Each participant will be assigned a unique alphanumeric ID upon screening. All survey and physiological data will be saved by participant number to protect participant confidentiality. The REDCap database for this project will only be accessible by members of our study team including the PI, clinical coinvestigator, biostatistician, and study coordinator.
Only the PI, coinvestigator, and biostatistician will have access to study data in REDCap, while the study coordinator will only have access certain surveys to be completed at clinic visits. Deidentified data will be backed up on a secure R-Drive accessible only to Helfgott personnel. The password-protected recruitment spreadsheet with participant information will be stored in this location and accessible only by the PI and study coordinator.
Dissemination
Final results from this study will be shared in clinicaltrials.gov no later than the time of the first publication of the data. In addition, protocol designs and preliminary results will be shared at local, national, and international conferences.
Individuals who contributed to the protocol design, data analysis and interpretation, or writing and editing of the manuscript will be invited to be authors.
Our protocol is available on clinicaltrials.gov (identifier NCT03685227).
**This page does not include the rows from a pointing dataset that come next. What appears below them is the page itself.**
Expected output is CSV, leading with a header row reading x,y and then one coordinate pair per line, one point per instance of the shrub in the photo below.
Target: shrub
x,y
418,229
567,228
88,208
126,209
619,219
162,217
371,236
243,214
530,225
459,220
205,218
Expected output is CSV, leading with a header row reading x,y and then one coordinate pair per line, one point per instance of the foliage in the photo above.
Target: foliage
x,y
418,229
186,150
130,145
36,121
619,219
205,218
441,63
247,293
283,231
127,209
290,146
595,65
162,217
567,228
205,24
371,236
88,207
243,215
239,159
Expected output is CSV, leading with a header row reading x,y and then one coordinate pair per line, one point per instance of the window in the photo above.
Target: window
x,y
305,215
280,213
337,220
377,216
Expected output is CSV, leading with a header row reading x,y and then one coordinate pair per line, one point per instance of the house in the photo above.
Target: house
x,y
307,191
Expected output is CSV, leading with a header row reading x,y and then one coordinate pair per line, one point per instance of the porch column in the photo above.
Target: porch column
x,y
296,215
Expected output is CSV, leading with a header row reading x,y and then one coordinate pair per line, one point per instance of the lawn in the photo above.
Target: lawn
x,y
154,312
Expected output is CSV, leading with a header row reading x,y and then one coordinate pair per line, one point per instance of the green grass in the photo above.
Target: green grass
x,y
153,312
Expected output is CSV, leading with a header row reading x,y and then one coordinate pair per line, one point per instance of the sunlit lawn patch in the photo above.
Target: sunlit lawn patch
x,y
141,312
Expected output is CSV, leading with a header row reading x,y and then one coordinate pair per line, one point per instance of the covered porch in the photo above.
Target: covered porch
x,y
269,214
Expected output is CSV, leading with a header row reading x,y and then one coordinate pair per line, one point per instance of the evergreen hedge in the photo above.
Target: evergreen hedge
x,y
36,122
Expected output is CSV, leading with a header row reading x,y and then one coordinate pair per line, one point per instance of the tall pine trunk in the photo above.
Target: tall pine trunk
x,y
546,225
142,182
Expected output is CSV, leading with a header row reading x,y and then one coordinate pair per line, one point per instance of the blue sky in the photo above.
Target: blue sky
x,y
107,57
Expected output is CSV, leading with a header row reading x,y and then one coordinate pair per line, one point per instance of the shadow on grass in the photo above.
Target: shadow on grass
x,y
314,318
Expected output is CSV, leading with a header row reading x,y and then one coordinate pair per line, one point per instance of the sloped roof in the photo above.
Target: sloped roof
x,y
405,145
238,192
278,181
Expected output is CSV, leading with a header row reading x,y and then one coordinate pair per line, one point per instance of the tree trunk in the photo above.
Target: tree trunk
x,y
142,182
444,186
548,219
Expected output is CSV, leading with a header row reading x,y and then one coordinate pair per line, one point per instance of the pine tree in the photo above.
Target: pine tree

We will publish relevant data and results and share them with journal editors and other investigators upon request.
The informed consent form is available from the corresponding author of this article (ES).
Acknowledgments
We acknowledge the contributions of Gandhar, Kate, and Vishwas Mandlik (a student of Satyananda Saraswati) toward the development of the Yoga Nidra script used in this study.
This article represents protocol 10.3.2018, version 1.7
This trial was funded by the R90 BRIDG Program, supported by grant 5R90AT00892403 from the National Center for Complementary and Integrative Health of the U.S. National Institutes of Health.
Author ES is the principal investigator; RB is co-clinical investigator; AL and MB are coinvestigators; and DH is the biostatistician. Trina Soileau, National University of Natural Medicine, is the study coordinator. ES will be responsible for trial operations, regulatory requirements, IRB reporting, leading study visits, and ensuring proper data collection/input.
Footnotes
Conflict-of-Interest Statement
There are no conflicts of interest, financial relationships, copyrights, patents, relationships, or activities that could influence the content of this submitted work.